PDA

View Full Version : [all variants] [SOLVED] Why is cat /dev/urandom > /dev/sda faster then dd?


ItsJweed
December 14th, 2008, 05:36 PM
I'm in the process of erasing all of the data on my hard drive after which I am going to be reinstalling Ubuntu on a LVM encrypted volume. In the process, I'm overwriting the entire hard drive with pseudo-random data several times to ensure that nothing is recoverable from before.

I noticed that using

cat /dev/urandom > /dev/sda

is much faster then

dd if=/dev/urandom of=/dev/sda

I even wrote a small script to test this on a 1 GB partition, the output of which is shown below.

Starting cat erase at Sun Dec 14 15:15:07 NST 2008
cat: write error: No space left on device
Finished at Sun Dec 14 15:18:34 NST 2008

Starting dd erase at Sun Dec 14 15:18:34 NST 2008
dd: writing to `/dev/sda1': No space left on device
2104453+0 records in
2104452+0 records out
1077479424 bytes (1.1 GB) copied, 538.686 s, 2.0 MB/s
Finished at Sun Dec 14 15:27:33 NST 2008


It's easy to see that using cat is ~ 3x faster. What is the deal with that? I though the bottleneck here was /dev/urandom. Does using cat to do this introduce other bits that aren't random?

lswb
December 14th, 2008, 06:34 PM
dd has some options to use different record or block sizes when copying. Most likely cat uses a default size much larger than dd. If you check the man page for dd and specify a very large block size, (something in the megabytes range) it will probably equal or surpass cat in speed.

ItsJweed
December 14th, 2008, 06:49 PM
dd has some options to use different record or block sizes when copying. Most likely cat uses a default size much larger than dd. If you check the man page for dd and specify a very large block size, (something in the megabytes range) it will probably equal or surpass cat in speed.

Thanks. I've googled some and don't fully understand what block size means in this context. Does using a larger block size have any effect on the ultimate "randomness" of the disk?

lswb
December 14th, 2008, 07:07 PM
It won't affect the results, the degree of randomness will be dependant on urandom. dd uses a default block size of 512 bytes. What this means in your example is that it gets 512 bytes of data from urandom, writes them to disk, then repeats. With a larger block size fewer disk seeks and accesses will be necessary to write the same amount of data.

ItsJweed
December 14th, 2008, 07:39 PM
It won't affect the results, the degree of randomness will be dependant on urandom. dd uses a default block size of 512 bytes. What this means in your example is that it gets 512 bytes of data from urandom, writes them to disk, then repeats. With a larger block size fewer disk seeks and accesses will be necessary to write the same amount of data.

Excellent. Thank you.

Actually; on a side note, do you know of any way I could use both my cores to speed up the generation of random numbers? Right now it is only using one. It seems like that would double the speed of generating the numbers.

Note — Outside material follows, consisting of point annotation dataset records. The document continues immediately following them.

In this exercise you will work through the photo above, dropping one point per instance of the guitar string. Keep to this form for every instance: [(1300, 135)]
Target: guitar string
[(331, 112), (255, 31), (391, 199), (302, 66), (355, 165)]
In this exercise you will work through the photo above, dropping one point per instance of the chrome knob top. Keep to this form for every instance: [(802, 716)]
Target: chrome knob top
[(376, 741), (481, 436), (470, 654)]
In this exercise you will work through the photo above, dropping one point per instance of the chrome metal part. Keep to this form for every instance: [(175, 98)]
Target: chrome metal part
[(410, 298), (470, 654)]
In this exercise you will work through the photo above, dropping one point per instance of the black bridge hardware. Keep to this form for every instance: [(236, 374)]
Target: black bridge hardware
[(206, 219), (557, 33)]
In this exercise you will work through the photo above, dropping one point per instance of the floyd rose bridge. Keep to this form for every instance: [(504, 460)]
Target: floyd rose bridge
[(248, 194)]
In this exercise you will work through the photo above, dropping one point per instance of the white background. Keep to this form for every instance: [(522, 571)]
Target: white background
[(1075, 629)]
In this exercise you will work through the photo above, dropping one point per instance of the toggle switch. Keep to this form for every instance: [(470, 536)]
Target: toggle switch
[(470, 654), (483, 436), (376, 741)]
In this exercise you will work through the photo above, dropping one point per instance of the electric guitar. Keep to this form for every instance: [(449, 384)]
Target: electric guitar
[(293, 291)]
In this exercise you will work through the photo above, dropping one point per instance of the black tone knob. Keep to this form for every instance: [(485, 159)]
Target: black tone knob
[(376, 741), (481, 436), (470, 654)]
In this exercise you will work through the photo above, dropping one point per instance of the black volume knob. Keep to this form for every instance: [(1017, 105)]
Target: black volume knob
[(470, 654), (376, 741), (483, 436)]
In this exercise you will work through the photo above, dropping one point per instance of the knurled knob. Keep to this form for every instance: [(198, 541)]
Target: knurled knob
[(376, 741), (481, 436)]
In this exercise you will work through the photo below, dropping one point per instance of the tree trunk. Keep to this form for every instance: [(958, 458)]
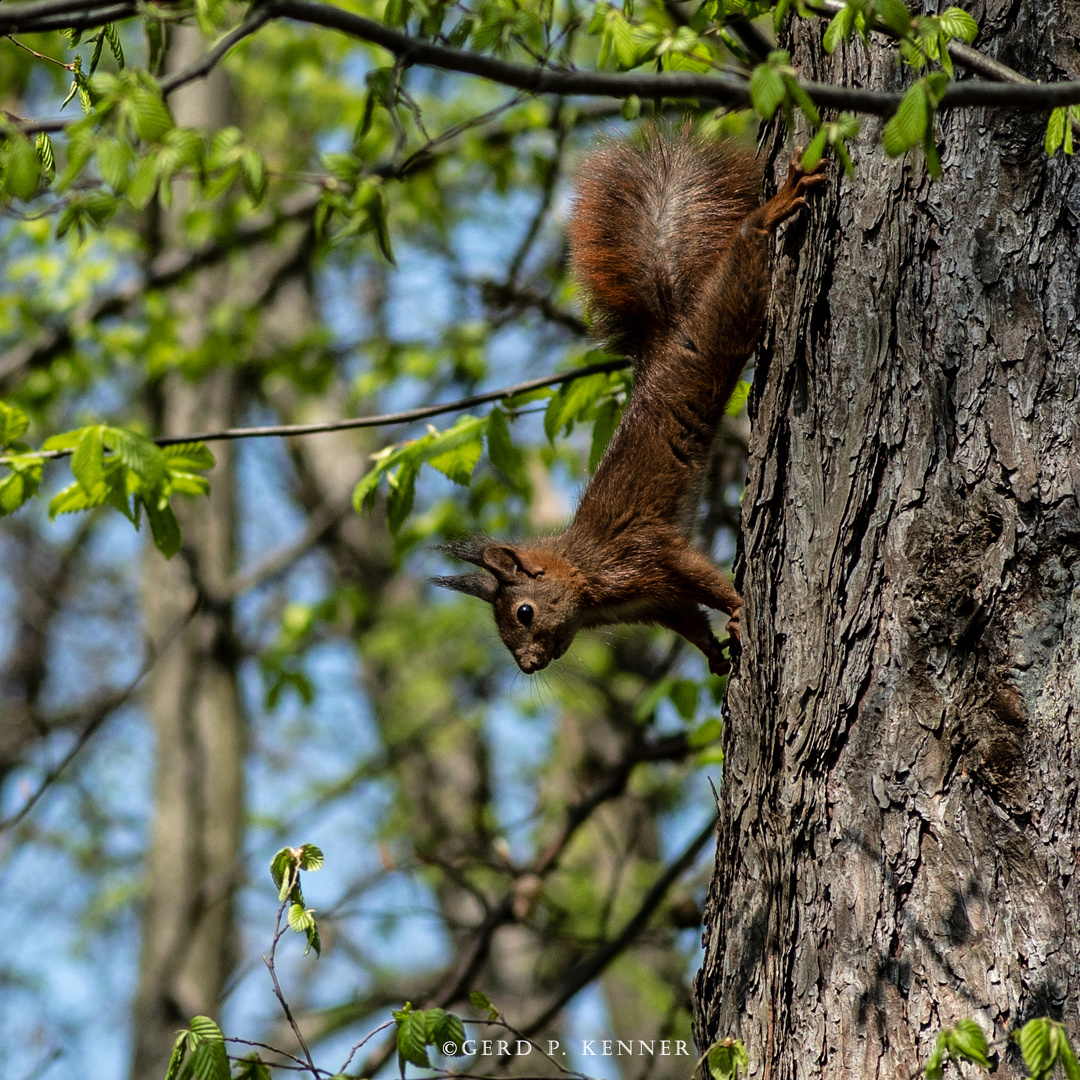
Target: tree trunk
[(188, 945), (899, 828)]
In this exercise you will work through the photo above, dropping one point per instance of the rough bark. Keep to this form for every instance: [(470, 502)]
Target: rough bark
[(899, 826), (188, 945)]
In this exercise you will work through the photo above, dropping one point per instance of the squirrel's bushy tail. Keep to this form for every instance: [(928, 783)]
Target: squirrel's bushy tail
[(649, 221)]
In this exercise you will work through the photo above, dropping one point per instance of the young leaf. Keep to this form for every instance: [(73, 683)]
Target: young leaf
[(22, 169), (88, 462), (456, 450), (607, 420), (908, 124), (1037, 1047), (176, 1060), (311, 858), (727, 1058), (1055, 130), (13, 423), (413, 1039), (21, 484), (402, 493), (500, 449), (164, 527)]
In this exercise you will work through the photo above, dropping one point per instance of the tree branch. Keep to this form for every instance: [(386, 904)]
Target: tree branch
[(370, 421), (256, 18), (726, 90)]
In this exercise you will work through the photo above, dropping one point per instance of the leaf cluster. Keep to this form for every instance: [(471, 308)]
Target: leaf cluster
[(420, 1028), (112, 467), (285, 869), (199, 1053)]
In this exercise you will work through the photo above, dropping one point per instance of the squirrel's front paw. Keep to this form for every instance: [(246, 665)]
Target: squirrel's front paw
[(792, 197)]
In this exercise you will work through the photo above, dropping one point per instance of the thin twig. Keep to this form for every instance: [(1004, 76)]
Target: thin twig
[(366, 421), (269, 961), (202, 67), (721, 89), (592, 966)]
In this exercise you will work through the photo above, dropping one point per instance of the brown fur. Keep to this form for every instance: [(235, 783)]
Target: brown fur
[(671, 247)]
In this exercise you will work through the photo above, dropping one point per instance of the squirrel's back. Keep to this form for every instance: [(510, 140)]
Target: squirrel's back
[(649, 220)]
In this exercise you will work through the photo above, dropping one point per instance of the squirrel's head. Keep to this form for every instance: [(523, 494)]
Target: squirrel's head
[(531, 592)]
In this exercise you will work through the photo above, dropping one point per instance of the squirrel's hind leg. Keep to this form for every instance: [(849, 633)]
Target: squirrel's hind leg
[(690, 622)]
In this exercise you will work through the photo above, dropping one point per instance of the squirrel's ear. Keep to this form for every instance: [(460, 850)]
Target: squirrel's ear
[(482, 585), (508, 563)]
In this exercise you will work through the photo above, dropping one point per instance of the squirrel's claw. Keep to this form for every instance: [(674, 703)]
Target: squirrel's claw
[(791, 198)]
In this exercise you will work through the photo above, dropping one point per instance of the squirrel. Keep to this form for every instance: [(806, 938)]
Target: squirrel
[(669, 241)]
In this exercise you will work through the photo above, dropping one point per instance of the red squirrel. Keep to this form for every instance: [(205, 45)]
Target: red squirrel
[(670, 244)]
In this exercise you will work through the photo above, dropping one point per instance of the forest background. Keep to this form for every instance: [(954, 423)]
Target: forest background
[(312, 229)]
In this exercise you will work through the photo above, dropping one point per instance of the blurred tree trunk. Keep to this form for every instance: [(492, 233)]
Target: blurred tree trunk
[(899, 829), (192, 696)]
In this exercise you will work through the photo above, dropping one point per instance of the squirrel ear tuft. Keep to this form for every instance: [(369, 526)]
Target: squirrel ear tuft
[(482, 585), (509, 563)]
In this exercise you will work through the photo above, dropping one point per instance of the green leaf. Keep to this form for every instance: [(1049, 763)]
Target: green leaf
[(402, 493), (738, 400), (727, 1058), (176, 1060), (21, 484), (456, 450), (115, 160), (144, 184), (109, 30), (164, 527), (413, 1039), (1055, 130), (767, 90), (574, 402), (364, 493), (88, 462), (1036, 1047), (187, 456), (22, 171), (44, 147), (210, 1061), (300, 918), (149, 115), (311, 858), (684, 694), (13, 423), (500, 449), (908, 124), (282, 866), (450, 1030), (138, 454)]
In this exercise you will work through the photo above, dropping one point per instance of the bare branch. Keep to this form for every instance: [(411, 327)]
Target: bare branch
[(372, 421), (726, 90), (202, 67), (592, 966)]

Would it be detrimental to my HD to have two instances of DD running, each with ~100MB block sizes and have one set to only write to the first half of my HD and the other one on the second half?

caljohnsmith
December 14th, 2008, 08:03 PM
How about doing something like:
sudo dd if=/dev/urandom of=/dev/sda bs=10M conv=notrunc
I'm guessing that would go quite a bit faster than your original command. Also, you might want to try:
sudo apt-get install dcfldd
sudo dcfldd if=/dev/urandom of=/dev/sda statusinterval=10 bs=10M conv=notrunc
I would use "dcfldd" which is basically dd with more features, and one of the best features is it tells you its progress, based on how you set the "statusinterval" above. Using a statusinterval of 10 above means that dcfldd will report to you when it completes every 10MB X 10 = 100 MB. How about giving that a shot and let me know how it goes. :)

ItsJweed
December 14th, 2008, 08:23 PM
I would use "dcfldd" which is basically dd with more features, and one of the best features is it tells you its progress, based on how you set the "statusinterval" above. Using a statusinterval of 10 above means that dcfldd will report to you when it completes every 10MB X 10 = 100 MB. How about giving that a shot and let me know how it goes. :)

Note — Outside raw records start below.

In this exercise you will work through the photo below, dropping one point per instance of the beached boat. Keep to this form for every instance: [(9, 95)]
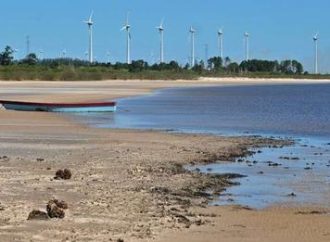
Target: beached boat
[(59, 107)]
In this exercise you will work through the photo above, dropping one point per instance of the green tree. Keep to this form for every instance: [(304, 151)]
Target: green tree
[(30, 59), (6, 57), (215, 63)]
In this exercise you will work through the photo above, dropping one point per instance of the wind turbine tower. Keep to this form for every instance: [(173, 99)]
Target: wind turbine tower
[(90, 23), (316, 70), (28, 43), (161, 33), (220, 42), (192, 31), (127, 27), (246, 37)]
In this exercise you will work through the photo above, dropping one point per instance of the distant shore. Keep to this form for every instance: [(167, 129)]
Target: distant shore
[(111, 89), (128, 184)]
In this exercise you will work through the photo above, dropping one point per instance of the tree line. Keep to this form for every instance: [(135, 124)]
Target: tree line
[(215, 65)]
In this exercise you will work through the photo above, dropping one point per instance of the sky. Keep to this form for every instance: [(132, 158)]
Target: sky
[(279, 29)]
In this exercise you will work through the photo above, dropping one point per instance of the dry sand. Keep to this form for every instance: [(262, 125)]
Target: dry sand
[(126, 184)]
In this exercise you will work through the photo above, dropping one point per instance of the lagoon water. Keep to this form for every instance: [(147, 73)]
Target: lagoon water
[(298, 111)]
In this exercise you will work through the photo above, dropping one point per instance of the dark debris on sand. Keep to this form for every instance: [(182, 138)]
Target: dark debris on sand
[(65, 174)]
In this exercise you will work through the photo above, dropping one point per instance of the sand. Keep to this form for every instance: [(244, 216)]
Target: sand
[(127, 184)]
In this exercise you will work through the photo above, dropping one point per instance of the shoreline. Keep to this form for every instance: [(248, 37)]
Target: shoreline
[(125, 175)]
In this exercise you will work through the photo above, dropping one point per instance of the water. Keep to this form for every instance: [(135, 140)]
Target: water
[(299, 111)]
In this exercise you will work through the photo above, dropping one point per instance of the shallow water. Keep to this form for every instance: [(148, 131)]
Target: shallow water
[(299, 111)]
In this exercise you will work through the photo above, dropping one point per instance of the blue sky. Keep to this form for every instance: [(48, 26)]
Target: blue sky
[(279, 29)]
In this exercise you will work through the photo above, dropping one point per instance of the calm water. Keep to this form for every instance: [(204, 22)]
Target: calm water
[(299, 111)]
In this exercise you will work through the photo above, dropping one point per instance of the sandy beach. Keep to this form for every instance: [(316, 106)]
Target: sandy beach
[(129, 184)]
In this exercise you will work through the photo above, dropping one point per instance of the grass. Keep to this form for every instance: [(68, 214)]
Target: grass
[(86, 73)]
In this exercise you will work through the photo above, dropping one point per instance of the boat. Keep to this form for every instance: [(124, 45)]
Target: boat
[(59, 107)]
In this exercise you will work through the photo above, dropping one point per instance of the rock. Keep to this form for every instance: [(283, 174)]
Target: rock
[(67, 174), (63, 174), (55, 209), (59, 174), (61, 204), (38, 215)]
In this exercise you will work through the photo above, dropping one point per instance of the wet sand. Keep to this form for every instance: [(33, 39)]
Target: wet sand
[(126, 184)]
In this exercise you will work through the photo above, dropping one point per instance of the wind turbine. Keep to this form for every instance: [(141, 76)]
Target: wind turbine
[(90, 23), (316, 38), (192, 31), (127, 27), (220, 42), (246, 36), (161, 33)]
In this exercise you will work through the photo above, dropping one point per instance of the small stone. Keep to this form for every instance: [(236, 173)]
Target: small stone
[(59, 174), (54, 211), (38, 215), (63, 174), (67, 174)]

That is great! I was very frustrated by DD's lack of any type of progress notification. It is certainly going much faster, albeit wiping an entire hard drive is still a slow process. Thanks a bunch.

lswb
December 14th, 2008, 08:43 PM
Excellent. Thank you.

Actually; on a side note, do you know of any way I could use both my cores to speed up the generation of random numbers? Right now it is only using one. It seems like that would double the speed of generating the numbers.

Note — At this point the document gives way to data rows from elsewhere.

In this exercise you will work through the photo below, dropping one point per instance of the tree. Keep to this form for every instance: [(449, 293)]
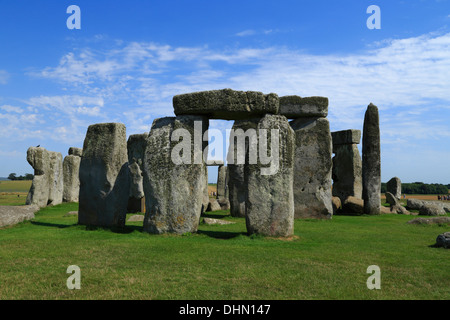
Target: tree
[(12, 176)]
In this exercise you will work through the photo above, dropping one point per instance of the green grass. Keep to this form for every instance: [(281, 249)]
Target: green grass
[(325, 260)]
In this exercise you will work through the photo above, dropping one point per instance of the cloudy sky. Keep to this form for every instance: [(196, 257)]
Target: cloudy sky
[(131, 57)]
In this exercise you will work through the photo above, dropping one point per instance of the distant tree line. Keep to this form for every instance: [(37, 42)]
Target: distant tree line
[(420, 188), (14, 177)]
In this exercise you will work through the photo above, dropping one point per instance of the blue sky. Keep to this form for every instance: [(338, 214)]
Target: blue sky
[(131, 57)]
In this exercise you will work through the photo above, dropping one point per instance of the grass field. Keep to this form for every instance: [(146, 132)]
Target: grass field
[(325, 260)]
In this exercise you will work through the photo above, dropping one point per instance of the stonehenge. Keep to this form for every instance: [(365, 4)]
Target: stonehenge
[(371, 163), (347, 164), (47, 186), (71, 171), (104, 176), (279, 166)]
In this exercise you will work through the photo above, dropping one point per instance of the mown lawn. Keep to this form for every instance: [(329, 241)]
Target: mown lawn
[(325, 260)]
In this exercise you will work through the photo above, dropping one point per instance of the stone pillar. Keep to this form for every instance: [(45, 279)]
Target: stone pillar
[(104, 176), (269, 198), (174, 174), (371, 161), (394, 186), (47, 186), (71, 172), (312, 169), (235, 162), (136, 148), (347, 164), (221, 181)]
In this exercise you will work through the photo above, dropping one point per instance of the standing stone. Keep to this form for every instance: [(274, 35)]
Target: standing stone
[(174, 189), (104, 176), (394, 186), (371, 161), (240, 136), (347, 164), (47, 186), (221, 182), (269, 197), (136, 148), (71, 172), (312, 168)]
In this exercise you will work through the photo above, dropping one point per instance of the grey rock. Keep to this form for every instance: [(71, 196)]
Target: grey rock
[(71, 180), (312, 168), (371, 161), (104, 176), (347, 172), (350, 136), (226, 104), (75, 152), (269, 197), (293, 107), (11, 215), (173, 192), (238, 148), (213, 205), (394, 186), (443, 240), (47, 186)]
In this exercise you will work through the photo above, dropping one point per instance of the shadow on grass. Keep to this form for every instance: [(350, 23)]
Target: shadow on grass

Would it be detrimental to my HD to have two instances of DD running, each with ~100MB block sizes and have one set to only write to the first half of my HD and the other one on the second half?

I don't know how to do that but I'm pretty sure that the bottleneck will be the disk writes and that a single processor can easily generate random numbers much faster than they can be written to disk.

Trying to write to 2 different parts of the same disk IMHO will cause a lot of disk head movement that isn't necessary with a single sequential write.

Now if you were writing to 2 or more different physical disks simultaneously, it might be work pursuing, but even in that case, the same data could be used for all the disks. I would think that the processor would really not be all that busy while the disk writing is going on. You could check it with top while the copy is in progress.

ItsJweed
December 14th, 2008, 08:54 PM
I don't know how to do that but I'm pretty sure that the bottleneck will be the disk writes and that a single processor can easily generate random numbers much faster than they can be written to disk.

Right now I'm using dcfldd like caljohnsmith recommended and the HD access indicator light on my computer flashes briefly every few seconds yet the processor load stays at a steady 50%. (Fully utilizing one core.) In addition, when writing zeros to the drive I get write speeds of ~18 Mb per second whereas it goes much slower when writing random data. That leaves me to believe that the bottleneck lies within /dev/urandom unless there is something else at play here that I am neglecting.

Vantrax
December 17th, 2008, 07:23 PM
Right now I'm using dcfldd like caljohnsmith recommended and the HD access indicator light on my computer flashes briefly every few seconds yet the processor load stays at a steady 50%. (Fully utilizing one core.) In addition, when writing zeros to the drive I get write speeds of ~18 Mb per second whereas it goes much slower when writing random data. That leaves me to believe that the bottleneck lies within /dev/urandom unless there is something else at play here that I am neglecting.

Could be due to the complexity of the random number generator and how many times it is being run for each block. Usually in doing this the delay is in the randomization of data not the writing.